# Intermediate Regex Homework

## UFO sightings

The [ufo-reports](https://github.com/planetsig/ufo-reports) GitHub repository contains reports of UFO sightings downloaded from the [National UFO Reporting Center](http://www.nuforc.org/) website. One of the data fields is the **duration of the sighting**, which includes **free-form text**. These are some example entries:

- 45 minutes
- 1-2 hrs
- 20 seconds
- 1/2 hour
- about 3 mins
- several minutes
- one hour?
- 5min

Here is **how to read in the file:**

- Use the pandas **`read_csv()`** function to read directly from this [URL](https://raw.githubusercontent.com/planetsig/ufo-reports/master/csv-data/ufo-scrubbed-geocoded-time-standardized.csv).
- Use the **`header=None`** parameter to specify that the data does not have a header row.
- Use the **`nrows=100`** parameter to specify that you only want to read in the first 100 rows.
- Save the relevant Series as a Python list, just like we did in a class exercise.

In [148]:
import pandas as pd
import re

In [149]:
#was getting URL error, so saved data on my disk
path = "../data/ufo.csv"

In [150]:
ufo_df = pd.read_csv(path, header = None, nrows = 100)

In [151]:
list_of_duration = list(ufo_df[6])

Your assignment is to **normalize the duration data for the first 100 rows** by splitting each entry into two parts:

- The first part should be a **number**: either a whole number (such as '45') or a decimal (such as '0.5').
- The second part should be a **unit of time**: either 'hr' or 'min' or 'sec'

The expected output is a **list of tuples**, containing the **original (unedited) string**, the **number**, and the **unit of time**. Here is a what the output should look like:

> `clean_durations = [('45 minutes', '45', 'min'), ('1-2 hrs', '1', 'hr'), ('20 seconds', '20', 'sec'), ...]`

Here are the **"rules" and guiding principles** for this assignment:

- The normalized duration does not have to be exactly correct, but it must be at least **within the given range**. For example:
    - If the duration is '20-30 min', acceptable answers include '20 min' and '30 min'.
    - If the duration is '1/2 hour', the only acceptable answer is '0.5 hr'.
- When a number is not given, you should make a **"reasonable" substitution for the words**. For example:
    - If the duration is 'several minutes', you can approximate this as '5 min'.
    - If the duration is 'couple minutes', you can approximate this as '2 min'.
- You are not allowed to **skip any entries**. (Your list of tuples should have a length of 100.)
- Try to use **as few substitutions as possible**, and make your regular expression **as simple as possible**.
- Just because you don't get an error doesn't mean that your code was successful.

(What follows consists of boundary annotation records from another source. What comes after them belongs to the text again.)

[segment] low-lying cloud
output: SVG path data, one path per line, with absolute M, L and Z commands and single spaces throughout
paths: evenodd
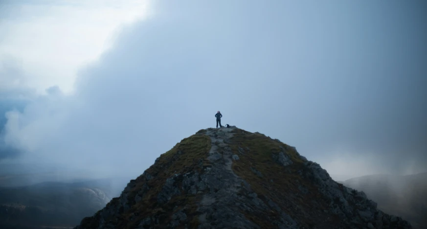
M 381 171 L 414 160 L 425 167 L 427 55 L 418 50 L 427 35 L 417 29 L 427 30 L 415 17 L 425 15 L 313 4 L 157 2 L 80 69 L 72 94 L 54 87 L 7 113 L 2 139 L 22 161 L 138 174 L 214 127 L 219 110 L 224 124 L 279 138 L 332 171 L 351 158 L 337 159 L 337 148 L 379 159 Z

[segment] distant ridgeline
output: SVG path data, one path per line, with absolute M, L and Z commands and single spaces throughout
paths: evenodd
M 411 228 L 294 147 L 232 126 L 201 130 L 75 229 Z

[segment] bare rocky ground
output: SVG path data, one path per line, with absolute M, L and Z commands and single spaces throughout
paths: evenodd
M 411 228 L 264 135 L 201 130 L 76 229 Z

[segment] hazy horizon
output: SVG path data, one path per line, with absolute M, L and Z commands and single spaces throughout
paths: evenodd
M 426 13 L 425 1 L 2 1 L 0 166 L 136 176 L 219 110 L 334 179 L 427 172 Z

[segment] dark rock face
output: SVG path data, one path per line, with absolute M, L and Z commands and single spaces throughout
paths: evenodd
M 259 133 L 208 129 L 162 155 L 76 229 L 411 228 Z

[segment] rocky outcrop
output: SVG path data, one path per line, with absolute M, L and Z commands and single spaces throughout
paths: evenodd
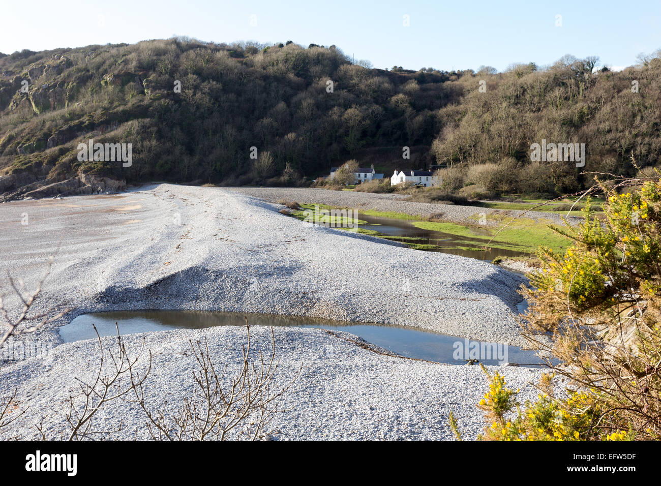
M 145 94 L 145 86 L 142 82 L 142 77 L 139 74 L 124 71 L 122 73 L 110 73 L 103 77 L 101 84 L 104 86 L 121 86 L 124 87 L 133 84 L 136 88 L 136 91 L 139 95 Z
M 0 177 L 0 192 L 5 193 L 0 196 L 0 200 L 112 194 L 126 188 L 126 181 L 82 171 L 77 177 L 64 181 L 36 179 L 36 176 L 28 173 Z
M 103 177 L 79 171 L 78 179 L 83 184 L 91 188 L 93 194 L 118 192 L 126 188 L 126 181 L 114 177 Z

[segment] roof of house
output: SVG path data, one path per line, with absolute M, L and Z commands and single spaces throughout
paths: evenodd
M 413 171 L 410 169 L 407 169 L 405 171 L 399 171 L 398 172 L 397 169 L 395 169 L 395 173 L 398 175 L 401 174 L 403 172 L 404 173 L 404 175 L 408 177 L 429 177 L 434 174 L 434 173 L 431 171 Z

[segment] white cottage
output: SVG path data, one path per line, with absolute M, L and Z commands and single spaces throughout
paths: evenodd
M 330 167 L 330 175 L 329 179 L 332 181 L 335 177 L 335 171 L 339 167 Z M 360 184 L 361 182 L 366 182 L 368 181 L 371 181 L 372 179 L 383 179 L 383 174 L 377 174 L 374 171 L 374 164 L 369 166 L 369 168 L 366 167 L 358 167 L 356 172 L 354 173 L 354 182 L 355 184 Z
M 390 177 L 390 183 L 393 186 L 404 182 L 412 182 L 416 186 L 431 187 L 438 186 L 441 181 L 438 177 L 434 175 L 431 171 L 402 171 L 395 169 L 395 173 Z

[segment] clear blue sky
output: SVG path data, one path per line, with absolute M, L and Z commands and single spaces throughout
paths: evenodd
M 5 54 L 177 34 L 217 42 L 334 44 L 375 67 L 485 64 L 502 70 L 513 62 L 549 64 L 566 54 L 596 55 L 602 65 L 623 67 L 638 53 L 661 48 L 660 0 L 7 0 L 0 12 Z M 555 25 L 557 15 L 562 26 Z

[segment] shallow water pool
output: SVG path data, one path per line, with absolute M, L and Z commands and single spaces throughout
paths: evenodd
M 354 324 L 340 321 L 293 315 L 202 311 L 122 311 L 79 315 L 59 328 L 65 343 L 96 338 L 96 325 L 101 336 L 116 335 L 115 323 L 124 335 L 177 329 L 204 329 L 215 326 L 288 326 L 344 331 L 368 343 L 408 358 L 451 364 L 466 364 L 477 358 L 485 364 L 505 362 L 535 365 L 541 362 L 534 352 L 514 346 L 487 343 L 447 336 L 412 327 L 371 323 Z

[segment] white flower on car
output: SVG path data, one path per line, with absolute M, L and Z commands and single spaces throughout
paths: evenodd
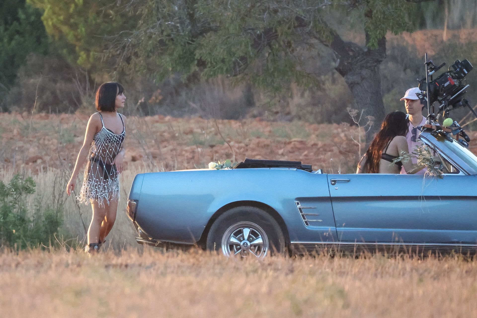
M 213 161 L 209 163 L 209 169 L 215 169 L 217 170 L 221 169 L 232 169 L 232 161 L 230 159 L 227 159 L 225 161 Z

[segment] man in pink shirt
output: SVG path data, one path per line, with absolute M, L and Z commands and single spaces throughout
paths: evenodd
M 404 97 L 401 99 L 404 101 L 404 105 L 406 107 L 406 111 L 409 115 L 409 129 L 406 135 L 407 140 L 407 145 L 409 148 L 409 152 L 412 153 L 415 150 L 418 145 L 422 145 L 422 143 L 419 139 L 419 134 L 422 128 L 422 125 L 425 123 L 425 117 L 422 115 L 422 110 L 424 107 L 416 93 L 421 92 L 419 87 L 413 87 L 406 91 Z M 415 158 L 412 158 L 413 163 L 416 163 L 417 161 Z M 426 169 L 424 169 L 416 174 L 424 174 L 425 173 Z M 401 173 L 406 174 L 406 172 L 403 168 Z

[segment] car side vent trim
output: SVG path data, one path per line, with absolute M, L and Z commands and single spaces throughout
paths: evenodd
M 303 212 L 303 209 L 316 209 L 316 206 L 303 206 L 300 204 L 300 201 L 295 201 L 295 204 L 297 205 L 298 212 L 300 212 L 303 223 L 305 224 L 305 226 L 310 226 L 310 222 L 321 222 L 323 220 L 318 220 L 314 219 L 313 215 L 319 215 L 319 213 L 305 213 Z

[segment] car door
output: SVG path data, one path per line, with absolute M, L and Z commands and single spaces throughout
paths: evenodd
M 341 242 L 477 243 L 477 176 L 329 174 Z

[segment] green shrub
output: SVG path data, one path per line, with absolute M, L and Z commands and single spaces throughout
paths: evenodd
M 28 215 L 25 201 L 35 193 L 31 177 L 13 176 L 6 185 L 0 181 L 0 245 L 19 250 L 27 247 L 54 245 L 54 234 L 62 220 L 61 211 L 37 206 Z

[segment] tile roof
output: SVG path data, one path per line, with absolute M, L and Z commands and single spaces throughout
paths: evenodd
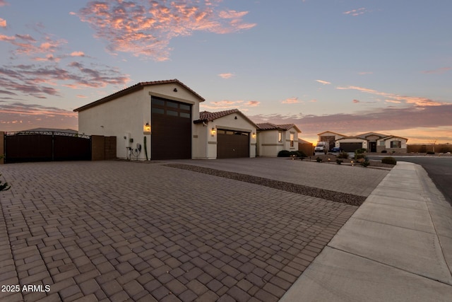
M 290 128 L 295 128 L 297 132 L 301 132 L 300 129 L 295 124 L 275 124 L 270 122 L 263 122 L 260 124 L 256 124 L 261 131 L 265 130 L 284 130 L 287 131 Z
M 208 111 L 201 111 L 199 112 L 199 120 L 204 122 L 211 122 L 220 117 L 239 112 L 238 109 L 231 109 L 230 110 L 218 111 L 217 112 L 209 112 Z
M 189 91 L 190 91 L 191 93 L 193 93 L 194 95 L 195 95 L 197 98 L 198 98 L 201 102 L 205 101 L 206 100 L 204 99 L 204 98 L 203 98 L 202 96 L 201 96 L 200 95 L 198 95 L 198 93 L 196 93 L 196 92 L 194 92 L 191 88 L 190 88 L 189 86 L 187 86 L 186 85 L 185 85 L 184 83 L 181 82 L 180 81 L 179 81 L 177 79 L 172 79 L 172 80 L 163 80 L 163 81 L 150 81 L 150 82 L 141 82 L 138 83 L 137 84 L 135 84 L 133 86 L 131 86 L 130 87 L 128 87 L 125 89 L 123 89 L 121 91 L 117 91 L 113 94 L 111 94 L 109 95 L 107 95 L 105 98 L 102 98 L 100 100 L 97 100 L 96 101 L 94 101 L 93 103 L 90 103 L 89 104 L 85 105 L 82 107 L 79 107 L 78 108 L 76 108 L 73 110 L 74 112 L 79 112 L 79 111 L 83 111 L 85 110 L 86 109 L 90 108 L 92 107 L 95 107 L 97 106 L 97 105 L 100 105 L 104 103 L 107 103 L 109 100 L 114 100 L 115 98 L 121 97 L 123 95 L 126 95 L 129 93 L 131 93 L 133 91 L 138 91 L 140 89 L 142 89 L 143 87 L 145 86 L 151 86 L 151 85 L 160 85 L 160 84 L 169 84 L 169 83 L 177 83 L 180 86 L 182 86 L 182 87 L 184 87 L 184 88 L 186 88 L 186 90 L 188 90 Z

Instead, you should **check each entry by hand** to see if it produced an acceptable result.

In [152]:
duration = [re.sub("1/2","0.5",i) for i in list_of_duration]

In [153]:
duration = [re.sub("several","5",i) for i in duration]

In [154]:
duration = [re.sub("one","1",i) for i in duration]

In [155]:
duration = [re.sub("couple|few","2",i) for i in duration]

In [156]:
duration = [re.sub("hours|hour|hrs","hr",i) for i in duration]

In [157]:
duration = [re.sub("minutes|mins|min.","min",i) for i in duration]

In [158]:
duration = [re.sub("seconds|sec.|secs|second|secs.","sec",i) for i in duration]

In [159]:
regex = r'(\d+\.?\d*)(?=.*(hr|min|sec))'

In [160]:
re.search(regex,duration[10]).group(2)

'min'

In [161]:
clean_duration =[]

In [162]:
for i in range(len(duration)):
    clean_duration.append((list_of_duration[i],re.search(regex,duration[i]).group(1),re.search(regex, duration[i]).group(2)))

In [163]:
clean_duration

[('45 minutes', '45', 'min'),
 ('1-2 hrs', '1', 'hr'),
 ('20 seconds', '20', 'sec'),
 ('1/2 hour', '0.5', 'hr'),
 ('15 minutes', '15', 'min'),
 ('5 minutes', '5', 'min'),
 ('about 3 mins', '3', 'min'),
 ('20 minutes', '20', 'min'),
 ('3  minutes', '3', 'min'),
 ('several minutes', '5', 'min'),
 ('5 min.', '5', 'min'),
 ('3 minutes', '3', 'min'),
 ('30 min.', '30', 'min'),
 ('3 minutes', '3', 'min'),
 ('30 seconds', '30', 'sec'),
 ('20minutes', '20', 'min'),
 ('2 minutes', '2', 'min'),
 ('20-30 min', '20', 'min'),
 ('20 sec.', '20', 'sec'),
 ('45 minutes', '45', 'min'),
 ('20 minutes', '20', 'min'),
 ('one hour?', '1', 'hr'),
 ('5-6 minutes', '5', 'min'),
 ('1 minute', '1', 'min'),
 ('3 seconds', '3', 'sec'),
 ('30 seconds', '30', 'sec'),
 ('approx: 30 seconds', '30', 'sec'),
 ('5min', '5', 'min'),
 ('15 minutes', '15', 'min'),
 ('4.5 or more min.', '4.5', 'min'),
 ('3 minutes', '3', 'min'),
 ('30mins.', '30', 'min'),
 ('3 min', '3', 'min'),
 ('5 minutes', '5', 'min'),
 ('3 to 5 min', '

**Bonus tasks:**

- Try reading in **more than 100 rows**, and see if your code still produces the correct results.
- When a range is specified (such as '1-2 hrs' or '10 to 15 sec'), **calculate the exact midpoint** ('1.5 hr' or '12.5 sec') to use in your normalized data.